7
I am working with skin images, in the recognition of skin spots, and due to the presence of noises, mainly by the presence of hair, it is more complicated this work.
I have an example image in which I work on trying to highlight only the skin stain, but due to the large amount of hair, the algorithm is not effective. With this, I would like you to help me develop an algorithm for removal or decrease the amount of hair and so be able to highlight only my area of interest (ROI), which are the spots.

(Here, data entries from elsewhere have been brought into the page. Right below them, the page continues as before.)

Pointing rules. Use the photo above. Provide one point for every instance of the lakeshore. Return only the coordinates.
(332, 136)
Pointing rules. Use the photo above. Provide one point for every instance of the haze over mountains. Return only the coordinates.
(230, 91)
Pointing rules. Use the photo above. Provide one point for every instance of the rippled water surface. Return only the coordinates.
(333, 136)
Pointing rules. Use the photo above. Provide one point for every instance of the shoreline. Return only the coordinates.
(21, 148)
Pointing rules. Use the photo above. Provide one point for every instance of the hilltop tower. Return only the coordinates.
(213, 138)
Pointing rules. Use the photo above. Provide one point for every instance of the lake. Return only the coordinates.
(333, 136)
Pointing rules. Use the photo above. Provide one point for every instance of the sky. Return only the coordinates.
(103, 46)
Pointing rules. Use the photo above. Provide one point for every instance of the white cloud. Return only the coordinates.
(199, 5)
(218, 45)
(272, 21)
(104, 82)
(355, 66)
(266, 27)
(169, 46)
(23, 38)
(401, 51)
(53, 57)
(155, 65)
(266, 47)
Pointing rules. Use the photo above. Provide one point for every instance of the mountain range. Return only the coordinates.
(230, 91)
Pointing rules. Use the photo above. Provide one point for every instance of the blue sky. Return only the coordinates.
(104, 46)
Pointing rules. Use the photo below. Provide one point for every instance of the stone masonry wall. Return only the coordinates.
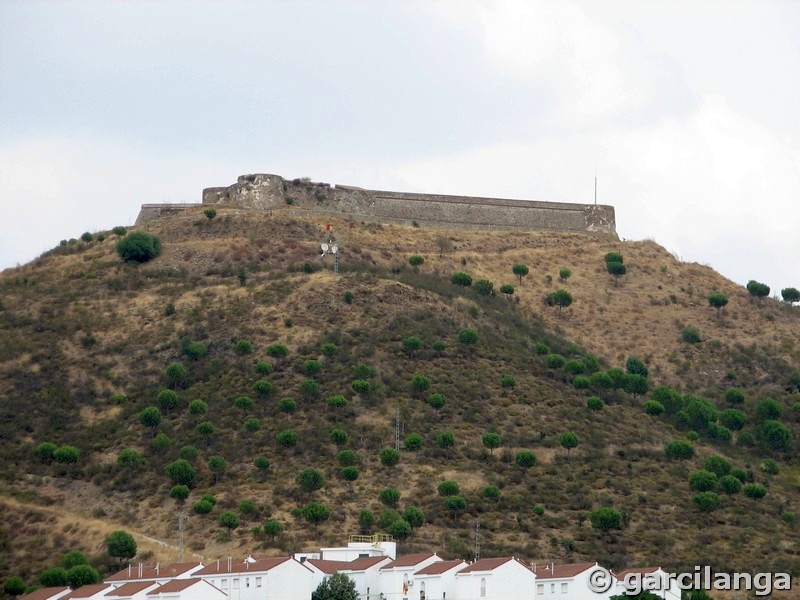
(264, 192)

Algorithm used to highlight skin spots:
import numpy as np
import cv2
#Read the image and perform threshold
img = cv2.imread('IMD006.bmp')
gray = cv2.cvtColor(img, cv2.COLOR_BGR2GRAY)
blur = cv2.medianBlur(gray,5)
_,thresh = cv2.threshold(blur,0,255,cv2.THRESH_BINARY_INV+cv2.THRESH_OTSU)

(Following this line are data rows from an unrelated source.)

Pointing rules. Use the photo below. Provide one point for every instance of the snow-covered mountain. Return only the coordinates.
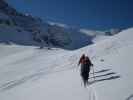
(14, 26)
(31, 74)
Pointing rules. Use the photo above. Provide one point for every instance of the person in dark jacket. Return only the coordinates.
(85, 68)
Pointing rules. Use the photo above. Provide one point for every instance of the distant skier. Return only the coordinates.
(85, 68)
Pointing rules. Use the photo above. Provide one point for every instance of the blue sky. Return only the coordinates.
(91, 14)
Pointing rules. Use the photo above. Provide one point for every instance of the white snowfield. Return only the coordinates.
(29, 73)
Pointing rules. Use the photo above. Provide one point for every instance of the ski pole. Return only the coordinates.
(93, 73)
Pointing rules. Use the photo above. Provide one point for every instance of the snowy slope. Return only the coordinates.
(28, 73)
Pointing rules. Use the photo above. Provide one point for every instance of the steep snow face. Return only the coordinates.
(29, 73)
(45, 33)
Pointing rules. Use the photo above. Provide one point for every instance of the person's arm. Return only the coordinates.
(79, 62)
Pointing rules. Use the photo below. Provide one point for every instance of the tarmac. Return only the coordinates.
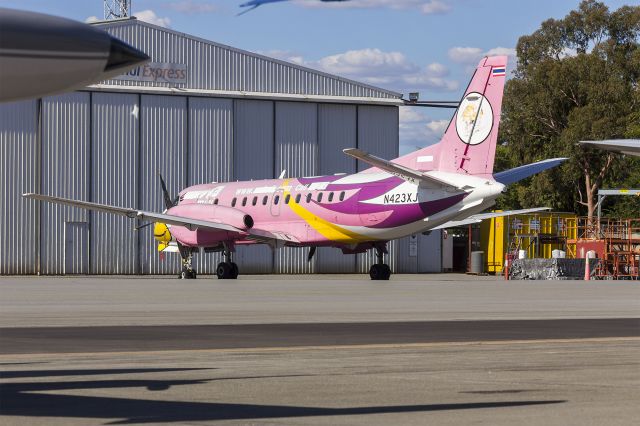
(320, 350)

#Search for contours and select the biggest one
contours, hierarchy = cv2.findContours(thresh,cv2.RETR_TREE,cv2.CHAIN_APPROX_NONE)
cnt = max(contours, key=cv2.contourArea)
#Create a new mask for the result image
h, w = img.shape[:2]
mask = np.zeros((h, w), np.uint8)
#Draw the contour on the new mask and perform the bitwise operation
cv2.drawContours(mask, [cnt],-1, 255, -1)
res = cv2.bitwise_and(img, img, mask=mask)
#Display the result
cv2.imwrite('IMD006.png', res)
#cv2.imshow('img', res)
cv2.waitKey(0)
cv2.destroyAllWindows()
The algorithm behaves as expected for hairless images, as shown below:
How to treat these noises to the point of improving my region of interest?